In light of the above analysis we believe that it is feasible to use intra-vascular injection of medical glue for the embolization of orbital vascular malformation. However, since there is a different growth pattern of deformed blood vessels (isolated or diffuse), a different growth range, and a different blood flow velocity within the lumen, they all affect the dispersion rate of medical glue in blood vessels. Hence, injecting the same volume of glue may lead to a different range of solidification. At present, the quantitative relationship between the amount of medical glue injected and the volume of the lesion has not been established. At the same time, considering the adverse reactions of medical glue, we recommend that re-injecting according to the scope of solidified vascular malformation and the lesion size is not an absolute indication. Our key finding and clinical recommendations were, first when applying medical glue to superficially located vascular malformations, attention should be paid to avoid leaving glue residues; all glue should be removed to minimize complications.
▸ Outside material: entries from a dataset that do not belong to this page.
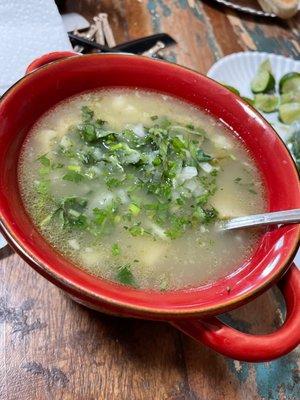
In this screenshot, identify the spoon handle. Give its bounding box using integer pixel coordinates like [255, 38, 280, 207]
[221, 208, 300, 230]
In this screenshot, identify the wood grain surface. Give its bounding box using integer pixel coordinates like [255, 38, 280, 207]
[0, 0, 300, 400]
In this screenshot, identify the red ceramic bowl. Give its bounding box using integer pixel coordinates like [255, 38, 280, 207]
[0, 53, 300, 361]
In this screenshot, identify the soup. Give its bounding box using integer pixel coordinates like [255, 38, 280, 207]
[19, 89, 265, 290]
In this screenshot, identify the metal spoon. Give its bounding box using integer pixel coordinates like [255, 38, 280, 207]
[220, 208, 300, 231]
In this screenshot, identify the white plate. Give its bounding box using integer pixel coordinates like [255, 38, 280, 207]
[207, 51, 300, 267]
[207, 51, 300, 140]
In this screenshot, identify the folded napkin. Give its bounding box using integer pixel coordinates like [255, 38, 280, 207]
[0, 0, 72, 248]
[0, 0, 72, 95]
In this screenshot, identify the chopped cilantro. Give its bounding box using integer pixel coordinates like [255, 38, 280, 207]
[111, 243, 121, 256]
[63, 170, 84, 183]
[37, 154, 50, 167]
[116, 264, 136, 286]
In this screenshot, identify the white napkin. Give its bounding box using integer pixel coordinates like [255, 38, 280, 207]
[0, 0, 72, 95]
[0, 0, 72, 248]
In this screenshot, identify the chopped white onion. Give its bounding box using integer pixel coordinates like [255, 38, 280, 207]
[68, 239, 80, 250]
[177, 167, 198, 183]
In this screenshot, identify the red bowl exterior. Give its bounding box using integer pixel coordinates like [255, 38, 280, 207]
[0, 54, 300, 319]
Next, when applying medical glue into a deeply located orbital vascular malformation, be sure to protect the surrounding normal structure and to ensure “intratumoral injection.” Additionally, when applying medical glue to the vascular mass closely located near the optic nerve or eyeball wall, attention should be paid to the amount of glue used. It can be used for a small amount and multiple times, to avoid its impact on eye blood supply. Finally, lesions rich in blood flow and affecting a large area, it is recommended to first ligate the supplying blood vessels, manage the mass separately, and then inject glue for embolization.